A minimalist set ( two massive pillars on either side of the Gift's closet-sized stage and a dozen or so straight-backed black chairs ) emphasizes the complex, emotional intensity that propels Three Sisters toward its bitter end. Lighting matches against the darkness, weeping in each other's arms or falling into the clean, clear bliss of straight vodka, the ensemble fills the all-but-bare stage with emotion. Virtually every role here is a meaty one, fraught with opportunities gnashing through the scenery. Thornton coaxes performances of admirable restraint from the large cast—this is a group in which less is more, with the final impact immersing the audience in a cumulative wave of broken-hearted desolation.
What resounds so harshly in Three Sisters is Chekhov's relentless exposure of how the wonder and aspirations of youth slip so easily—and so inevitably—into the banal compromises of adulthood. Andrey ( Paul D'Addario ) , the genius brother of the three sisters, goes from dreams of becoming an inventor or renowned scientist to celebrating his post to petty local bureaucracy. Irina ( Hillary Clemens ) speaks with the thrill of unexpected roses of falling in love but marries instead for bourgeoisie safety. Masha ( Calliope Porter ) dares to dive headlong into passion, and pays for it by suffering a loss that makes a cruel lie of the adage that it is better to have loved and lost than never to have loved at all.
The ensemble is uneven in spots—Army Captain Solyany speaks with a 'g'day mate'-jarring Australian accent and the doctor Chebutykin has a contemporary sensibility at odds with the world of turn-of-the-century provincial Russia. But as a whole, the group delivers with the sisters.

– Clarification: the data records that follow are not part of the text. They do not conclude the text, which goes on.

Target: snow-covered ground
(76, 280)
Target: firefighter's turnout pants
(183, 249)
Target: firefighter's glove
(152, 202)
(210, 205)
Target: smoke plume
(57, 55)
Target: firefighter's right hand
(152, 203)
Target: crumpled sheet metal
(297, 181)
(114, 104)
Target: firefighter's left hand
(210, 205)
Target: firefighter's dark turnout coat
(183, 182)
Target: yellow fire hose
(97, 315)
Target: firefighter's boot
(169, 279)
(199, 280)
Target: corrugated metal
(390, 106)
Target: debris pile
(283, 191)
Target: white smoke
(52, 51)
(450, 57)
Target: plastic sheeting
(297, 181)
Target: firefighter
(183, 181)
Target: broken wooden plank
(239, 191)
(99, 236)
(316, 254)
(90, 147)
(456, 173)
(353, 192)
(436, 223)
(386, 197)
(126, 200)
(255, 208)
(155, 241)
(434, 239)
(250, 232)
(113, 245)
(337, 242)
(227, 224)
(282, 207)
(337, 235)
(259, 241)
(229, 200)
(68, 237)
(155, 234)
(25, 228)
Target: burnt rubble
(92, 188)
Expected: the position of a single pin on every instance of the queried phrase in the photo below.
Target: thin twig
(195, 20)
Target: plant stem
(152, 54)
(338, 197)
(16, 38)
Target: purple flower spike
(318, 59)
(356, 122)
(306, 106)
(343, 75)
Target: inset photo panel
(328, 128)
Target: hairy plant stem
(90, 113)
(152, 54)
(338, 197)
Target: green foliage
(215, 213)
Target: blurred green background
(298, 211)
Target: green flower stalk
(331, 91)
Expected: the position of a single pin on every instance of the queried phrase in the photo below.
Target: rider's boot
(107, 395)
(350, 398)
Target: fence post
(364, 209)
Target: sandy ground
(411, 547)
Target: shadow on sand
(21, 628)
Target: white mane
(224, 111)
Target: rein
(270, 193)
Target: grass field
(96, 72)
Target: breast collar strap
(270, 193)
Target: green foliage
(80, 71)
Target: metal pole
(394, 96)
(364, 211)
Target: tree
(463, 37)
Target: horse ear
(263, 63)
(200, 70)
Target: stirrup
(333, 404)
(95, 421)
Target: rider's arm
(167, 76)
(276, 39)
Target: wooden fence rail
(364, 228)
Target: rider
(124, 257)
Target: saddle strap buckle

As Olga, Jenny Connell is a portrait of wrenching hope slowly dissolving into tightly controlled desolation, while Porter's Masha and Clemens' Irina provide compelling depictions of survivors facing despondency.
As for costume designer Branimira Ivanova's period-perfect, richly detailed apparel, it steeps the production in authenticity from the heavy, swooping skirts and high-necked, lace-adorned blouses of the women to the golden epaulets of the Russian soldiers.